I don't yet have representative experimental data; the language is designed for the synthesis of synchronous FPGA designs and thus avoids some of the issues Verilog and other HDL suffer from. But it's too early for me to give a recommendation.

> The thing that remains to be seen though is performance benchmarking

Agree. I often use Verilator and I also experiment with LuaJIT (see https://github.com/rochus-keller/LjTools) which is one of the fastest VM available; it intend to use it for HW simulation and debugging too.

Yes, and hardware designers that refuse to upgrade from horrendous HDLs like Verilog are going to get BTFO over the next few decades by upstarts using stuff like clash, which lets you debug using SWE strategies before doing anything on hardware. Basically anything new is going to BTFO verilog really - clash, chisel, nmigen.
> "HDLs like Verilog are going to get BTFO over the next few decades by upstarts using stuff like clash.."

Like I've been saying, I want a new HDL. The hardware world needs it. I don't want to get into the Moore's Law debate, but there are tons of efficiencies in TTM to be had with a newer, more modern Digital Design workflow, starting with a new foundational HDL.

WRT to getting BTFO... I don't know. The entire semi industry pushes back on this. Why? Because if you fuck up a chip in 7nm you've wasted millions of dollars not just on fab, but R&D. The hardware world cannot afford to 'move fast and break things' like software can. You have a multi-level problem here if you want a new HDL. You need the mega EDA co's to have first-class support, and then you need the massive chip co's to demand it. Why would Intel change to a new HDL when they have generations of experience in VHDL/Verilog langs, internal tools built to support teams (millions of dollars worth), hardware designers who are productive in these langs, etc. The EDA co's build tools the big dawgs want. The amount of risk involved to change HDLs is massive. Let alone to a new language without a formal spec. That's why it has to be piecewise. If we see a new HDL succeed, it will be because of how it interops with existing solutions.
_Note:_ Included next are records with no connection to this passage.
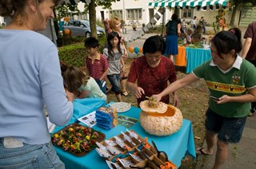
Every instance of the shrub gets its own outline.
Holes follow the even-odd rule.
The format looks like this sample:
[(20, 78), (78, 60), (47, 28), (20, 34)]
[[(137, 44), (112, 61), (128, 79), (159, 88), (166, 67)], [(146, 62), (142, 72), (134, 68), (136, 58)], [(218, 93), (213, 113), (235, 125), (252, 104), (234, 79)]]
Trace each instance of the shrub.
[(58, 48), (59, 60), (67, 65), (85, 68), (84, 58), (87, 52), (84, 43), (76, 43)]
[[(106, 37), (103, 36), (98, 38), (98, 42), (100, 45), (98, 52), (102, 53), (102, 49), (106, 44)], [(58, 48), (59, 60), (69, 65), (75, 65), (78, 68), (85, 69), (84, 59), (86, 55), (87, 51), (84, 46), (84, 41)]]

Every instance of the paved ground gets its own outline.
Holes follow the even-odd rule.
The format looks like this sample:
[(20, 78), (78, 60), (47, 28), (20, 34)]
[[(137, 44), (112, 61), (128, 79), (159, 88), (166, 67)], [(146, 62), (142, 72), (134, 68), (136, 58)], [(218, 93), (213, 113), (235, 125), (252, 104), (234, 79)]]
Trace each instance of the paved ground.
[[(141, 29), (141, 28), (138, 28)], [(242, 30), (244, 32), (244, 30)], [(131, 27), (126, 26), (126, 36), (133, 33)], [(128, 43), (128, 46), (142, 47), (146, 38), (156, 33), (146, 33), (136, 41)], [(242, 36), (243, 36), (242, 33)], [(206, 147), (206, 142), (203, 144)], [(256, 115), (247, 118), (242, 138), (238, 144), (230, 144), (228, 160), (222, 169), (256, 168)], [(216, 151), (216, 150), (215, 150)], [(214, 155), (199, 155), (195, 169), (210, 169), (213, 167)]]

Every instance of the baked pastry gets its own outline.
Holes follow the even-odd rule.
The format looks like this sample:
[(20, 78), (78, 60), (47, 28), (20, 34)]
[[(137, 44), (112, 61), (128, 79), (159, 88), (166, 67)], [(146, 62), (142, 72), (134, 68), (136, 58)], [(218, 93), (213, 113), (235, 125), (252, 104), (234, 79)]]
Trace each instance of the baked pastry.
[(182, 125), (182, 114), (174, 106), (159, 102), (157, 108), (150, 107), (149, 100), (141, 102), (139, 121), (146, 132), (155, 136), (168, 136)]

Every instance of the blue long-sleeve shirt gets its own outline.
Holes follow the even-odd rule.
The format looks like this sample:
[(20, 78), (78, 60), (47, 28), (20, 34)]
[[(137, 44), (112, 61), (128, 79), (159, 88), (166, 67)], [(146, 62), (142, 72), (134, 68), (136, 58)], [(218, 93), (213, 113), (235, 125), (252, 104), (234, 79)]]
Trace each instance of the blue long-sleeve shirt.
[(34, 31), (0, 29), (0, 137), (48, 143), (45, 105), (57, 125), (73, 115), (56, 46)]

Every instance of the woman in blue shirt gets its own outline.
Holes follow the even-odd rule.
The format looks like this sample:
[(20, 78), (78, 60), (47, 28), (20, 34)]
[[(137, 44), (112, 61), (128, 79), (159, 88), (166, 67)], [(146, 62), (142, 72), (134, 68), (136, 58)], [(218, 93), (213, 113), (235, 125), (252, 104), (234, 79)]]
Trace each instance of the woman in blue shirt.
[(59, 0), (0, 1), (0, 168), (65, 168), (51, 144), (50, 120), (66, 124), (74, 95), (65, 93), (58, 49), (44, 35)]

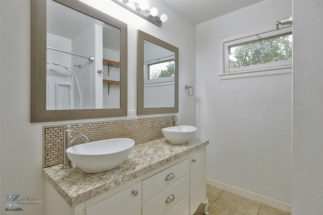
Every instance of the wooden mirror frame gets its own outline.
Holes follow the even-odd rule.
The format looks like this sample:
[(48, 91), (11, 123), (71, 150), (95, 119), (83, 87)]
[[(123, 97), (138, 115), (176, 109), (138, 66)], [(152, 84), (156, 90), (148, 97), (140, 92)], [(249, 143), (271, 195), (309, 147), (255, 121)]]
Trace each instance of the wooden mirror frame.
[[(146, 40), (174, 52), (175, 54), (175, 107), (145, 108), (144, 107), (144, 41)], [(148, 115), (178, 112), (178, 48), (138, 30), (137, 48), (137, 114)]]
[(120, 108), (46, 110), (46, 1), (32, 0), (31, 122), (127, 116), (127, 24), (77, 0), (55, 0), (55, 2), (120, 29)]

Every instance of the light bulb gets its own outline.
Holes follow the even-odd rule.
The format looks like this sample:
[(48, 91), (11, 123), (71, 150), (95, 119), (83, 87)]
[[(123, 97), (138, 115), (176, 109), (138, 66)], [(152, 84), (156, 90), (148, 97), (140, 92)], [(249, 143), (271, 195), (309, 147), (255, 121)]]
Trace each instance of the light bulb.
[(162, 22), (166, 22), (168, 19), (168, 17), (167, 17), (167, 15), (165, 14), (163, 14), (160, 15), (159, 20)]
[(151, 8), (150, 11), (148, 12), (148, 16), (151, 17), (155, 17), (158, 15), (158, 9), (156, 8)]
[(138, 11), (140, 11), (140, 10), (144, 11), (145, 10), (147, 10), (147, 8), (148, 8), (148, 4), (146, 1), (141, 2), (138, 5), (137, 5), (137, 10), (138, 10)]

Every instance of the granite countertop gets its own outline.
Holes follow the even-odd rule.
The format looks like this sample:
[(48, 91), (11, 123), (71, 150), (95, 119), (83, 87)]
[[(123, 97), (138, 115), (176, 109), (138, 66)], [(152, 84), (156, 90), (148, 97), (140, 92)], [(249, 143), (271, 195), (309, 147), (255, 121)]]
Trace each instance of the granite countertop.
[(62, 164), (42, 169), (42, 175), (73, 207), (201, 149), (208, 140), (192, 139), (174, 145), (165, 138), (135, 145), (119, 167), (98, 173), (84, 173), (77, 167), (63, 170)]

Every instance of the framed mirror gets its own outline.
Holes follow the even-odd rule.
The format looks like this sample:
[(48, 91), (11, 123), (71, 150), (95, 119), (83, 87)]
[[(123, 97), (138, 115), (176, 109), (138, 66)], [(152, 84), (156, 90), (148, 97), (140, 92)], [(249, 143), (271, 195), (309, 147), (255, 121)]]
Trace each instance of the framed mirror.
[(178, 48), (138, 30), (137, 115), (178, 112)]
[(31, 9), (31, 122), (126, 116), (127, 24), (77, 0)]

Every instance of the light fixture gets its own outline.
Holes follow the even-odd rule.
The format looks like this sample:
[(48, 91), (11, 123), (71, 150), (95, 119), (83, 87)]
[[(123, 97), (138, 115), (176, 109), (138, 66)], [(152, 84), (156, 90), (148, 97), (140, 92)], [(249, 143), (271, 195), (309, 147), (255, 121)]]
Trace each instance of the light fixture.
[(162, 23), (166, 22), (168, 19), (165, 14), (158, 17), (158, 9), (155, 7), (151, 8), (150, 11), (147, 10), (148, 4), (145, 0), (112, 1), (158, 27), (162, 26)]
[(146, 1), (141, 1), (141, 2), (139, 3), (136, 7), (136, 8), (138, 11), (145, 11), (146, 10), (147, 10), (147, 8), (148, 3), (147, 3), (147, 2)]
[(147, 15), (148, 17), (156, 17), (158, 15), (158, 9), (156, 8), (151, 8), (150, 11), (149, 11)]
[(165, 14), (163, 14), (160, 15), (160, 17), (158, 19), (158, 22), (166, 22), (168, 19), (168, 17)]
It will have a spec. It will be easy to transition from Verilog, or drop down/into Verilog where needed etc.

Upstarts in Semi are super different than upstarts in software. You don't just get a new grad designing a new CPU/AI-Coprocessor/etc and making millions from it like you do a new grad designing a widget that solves a human product problem in software. The core synthesizable side of SV is actually quite intuitive and good. I think all the bloat of trying to add OO ideas to it was the biggest mistake. Basically people tried piggybacking off of the success of Java in the 90s and thought that would be a good idea. If you've seen a massive UVM/SV code repo, you'd understand how much of a disaster it is.

It turns out that CS folks with distributed systems and functional programming experience can be super productive hardware designers because distributed systems have very similar design-level tradeoffs as ASIC design e.g. how many copies of this processing-element do we use?, what's the correct ratio between storage and compute?. They both have pretty rough verification and correctness related to not being able to instantaneously-sharing state, so things like clock-domain-crossing aren't that foreign to the distributed systems folks.

You don't have a notion of clock cycles, making timing, or fan-out load in distributed systems, so if you are going to try this you definitely need some extremely experienced digital logic designers and chip architects around to keep everyone on the rails, but in turn the CS folks are really good at producing useful abstractions that make architecture exploration easy while maintaining correctness.

TL;DR: I've found it easier to teach folks that know Haskell and distributed systems design about hardware constraints than to teach RTL designers about functional abstractions and been really productive with a mix of both groups.